Building a generic graph-based descriptor set for use in drug discovery

  • Authors:
  • Phillip Lock;Nicolas Le Mercier;Jiuyong Li;Markus Stumptner

  • Affiliations:
  • University of South Australia, Mawson Lakes, South Australia;Ecole Nationale Superieure de Techniques Avancées, Paris, France;University of South Australia, Mawson Lakes, South Australia;University of South Australia, Mawson Lakes, South Australia

  • Venue:
  • AusDM '09 Proceedings of the Eighth Australasian Data Mining Conference - Volume 101
  • Year:
  • 2009

Quantified Score

Hi-index 0.00

Visualization

Abstract

The ability to predict drug activity from molecular structure is an important field of research both in academia and in the pharmaceutical industry. Raw 3D structure data is not in a form suitable for identifying properties using machine learning so it must be reconfigured into descriptor sets that continue to encapsulate important structural properties of the molecule. In this study, a large number of small molecule structures, obtained from publicly available databases, was used to generate a set of molecular descriptors that can be used with machine learning to predict drug activity. The descriptors were for the most part simple graph strings representing chains of connected atoms.
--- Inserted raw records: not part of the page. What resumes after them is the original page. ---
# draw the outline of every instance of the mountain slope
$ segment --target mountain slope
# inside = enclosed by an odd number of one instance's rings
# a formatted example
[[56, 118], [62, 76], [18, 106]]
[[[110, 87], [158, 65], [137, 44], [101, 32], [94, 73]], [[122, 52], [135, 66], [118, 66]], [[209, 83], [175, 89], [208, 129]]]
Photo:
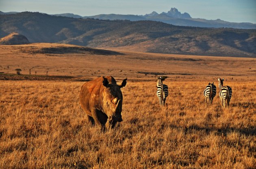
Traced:
[[12, 33], [0, 39], [0, 44], [23, 44], [29, 43], [29, 42], [27, 38], [16, 33]]
[[0, 38], [15, 32], [31, 42], [193, 55], [256, 55], [255, 30], [178, 26], [150, 21], [76, 19], [29, 12], [0, 15]]

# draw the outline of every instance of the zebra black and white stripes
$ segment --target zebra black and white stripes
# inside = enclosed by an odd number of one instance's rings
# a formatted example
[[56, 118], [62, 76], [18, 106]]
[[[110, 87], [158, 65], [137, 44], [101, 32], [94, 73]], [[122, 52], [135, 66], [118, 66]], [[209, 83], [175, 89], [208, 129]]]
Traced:
[[[216, 95], [216, 87], [213, 83], [209, 82], [209, 84], [206, 86], [204, 91], [204, 101], [206, 104], [208, 102], [209, 105], [212, 104], [213, 98]], [[208, 100], [207, 101], [207, 99]]]
[[228, 86], [223, 86], [224, 78], [221, 79], [218, 78], [219, 81], [219, 98], [221, 101], [222, 106], [225, 108], [229, 106], [229, 102], [232, 95], [232, 89]]
[[164, 106], [165, 103], [166, 97], [168, 96], [168, 86], [163, 83], [163, 81], [166, 78], [166, 77], [156, 77], [157, 81], [156, 82], [156, 95], [158, 97], [159, 104], [161, 106]]

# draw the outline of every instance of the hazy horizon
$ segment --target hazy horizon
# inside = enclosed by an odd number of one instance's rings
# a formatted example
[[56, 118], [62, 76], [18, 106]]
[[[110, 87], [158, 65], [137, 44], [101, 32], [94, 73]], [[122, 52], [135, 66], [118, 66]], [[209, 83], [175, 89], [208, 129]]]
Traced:
[[153, 11], [167, 12], [176, 8], [182, 13], [187, 13], [193, 18], [208, 20], [219, 19], [232, 22], [256, 23], [256, 1], [226, 0], [75, 0], [38, 2], [34, 0], [1, 0], [0, 11], [8, 12], [39, 12], [48, 14], [71, 13], [81, 16], [99, 14], [144, 15]]

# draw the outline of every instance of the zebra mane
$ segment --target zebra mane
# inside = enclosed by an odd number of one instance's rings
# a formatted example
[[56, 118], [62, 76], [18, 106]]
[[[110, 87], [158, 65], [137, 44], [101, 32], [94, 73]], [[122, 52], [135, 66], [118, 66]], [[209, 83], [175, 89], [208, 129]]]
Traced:
[[159, 77], [156, 76], [156, 78], [157, 78], [157, 79], [161, 79], [162, 81], [164, 81], [167, 78], [168, 78], [168, 77], [166, 76], [161, 76]]

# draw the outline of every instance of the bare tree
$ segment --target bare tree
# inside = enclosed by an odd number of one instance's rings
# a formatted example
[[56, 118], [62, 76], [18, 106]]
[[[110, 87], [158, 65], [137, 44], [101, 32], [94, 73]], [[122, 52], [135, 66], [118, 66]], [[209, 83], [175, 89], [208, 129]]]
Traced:
[[22, 71], [22, 70], [21, 69], [17, 68], [17, 69], [15, 69], [15, 70], [16, 71], [16, 73], [18, 75], [20, 75], [21, 74], [20, 72]]

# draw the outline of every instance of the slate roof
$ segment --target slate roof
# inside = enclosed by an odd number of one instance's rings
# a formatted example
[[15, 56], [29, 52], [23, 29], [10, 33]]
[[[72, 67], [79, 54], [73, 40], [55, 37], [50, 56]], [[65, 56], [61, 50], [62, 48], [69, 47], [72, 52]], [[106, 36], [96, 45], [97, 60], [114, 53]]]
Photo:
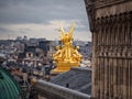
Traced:
[[20, 87], [11, 75], [0, 67], [0, 99], [19, 99]]
[[91, 95], [91, 69], [72, 68], [69, 72], [57, 75], [51, 82]]

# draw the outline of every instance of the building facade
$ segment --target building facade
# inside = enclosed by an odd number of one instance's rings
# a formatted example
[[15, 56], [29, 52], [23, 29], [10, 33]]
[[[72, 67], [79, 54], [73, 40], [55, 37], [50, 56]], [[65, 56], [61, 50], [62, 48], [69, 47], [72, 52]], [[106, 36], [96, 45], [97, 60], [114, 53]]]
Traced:
[[85, 0], [92, 32], [92, 97], [132, 99], [132, 0]]

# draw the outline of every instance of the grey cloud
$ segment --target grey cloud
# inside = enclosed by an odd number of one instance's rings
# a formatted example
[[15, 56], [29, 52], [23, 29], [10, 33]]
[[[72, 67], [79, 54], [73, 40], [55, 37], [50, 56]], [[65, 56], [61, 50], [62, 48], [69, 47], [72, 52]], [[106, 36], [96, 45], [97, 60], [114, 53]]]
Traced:
[[0, 23], [48, 23], [51, 20], [82, 20], [81, 0], [0, 0]]

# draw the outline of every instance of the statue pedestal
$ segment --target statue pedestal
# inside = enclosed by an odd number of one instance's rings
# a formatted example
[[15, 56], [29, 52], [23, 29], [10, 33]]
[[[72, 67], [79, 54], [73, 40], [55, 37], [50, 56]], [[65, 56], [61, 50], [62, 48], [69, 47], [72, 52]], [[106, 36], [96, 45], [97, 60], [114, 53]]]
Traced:
[[52, 70], [53, 74], [65, 73], [70, 69], [70, 67], [79, 67], [79, 63], [75, 62], [62, 62], [57, 64], [57, 67]]

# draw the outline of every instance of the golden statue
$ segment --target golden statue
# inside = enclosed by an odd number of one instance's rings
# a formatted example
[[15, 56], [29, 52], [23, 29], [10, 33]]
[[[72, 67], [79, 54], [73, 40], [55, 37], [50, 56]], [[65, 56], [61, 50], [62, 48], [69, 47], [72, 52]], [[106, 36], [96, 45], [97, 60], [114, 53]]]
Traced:
[[57, 67], [53, 73], [64, 73], [70, 69], [72, 66], [79, 66], [81, 55], [78, 53], [79, 46], [73, 46], [73, 32], [75, 23], [70, 26], [69, 32], [65, 32], [63, 28], [59, 31], [59, 37], [62, 46], [56, 46], [56, 53], [53, 54], [53, 58], [56, 62]]

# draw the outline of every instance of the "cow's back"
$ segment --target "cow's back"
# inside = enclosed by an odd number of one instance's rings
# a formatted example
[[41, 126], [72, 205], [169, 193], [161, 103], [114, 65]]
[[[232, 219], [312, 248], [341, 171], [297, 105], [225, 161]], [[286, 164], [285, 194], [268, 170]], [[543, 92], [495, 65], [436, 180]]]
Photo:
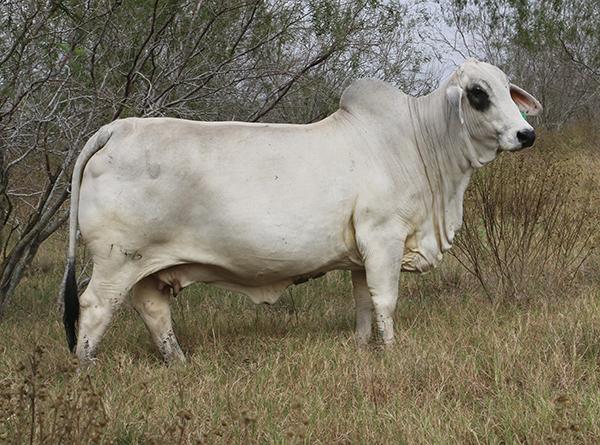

Atom counts averaging seventy, using a dataset of just over one million molecules, resulted in a very large set of simple graph strings of lengths two to twelve atoms. Elimination of duplicates, reverse strings and feature reduction techniques were applied to reduce the path count to about three thousand which was viable for machine learning. Training data from twenty six data sets was used to build a decision tree classifier using J48 and Random Forest. Forty three thousand molecules from the NCI HIV dataset were used with the descriptor set to generate decision tree models with good accuracy. A similar algorithm was used to extract ring structures in the molecules. Inclusion of thirteen ring structure descriptors increased the accuracy of prediction.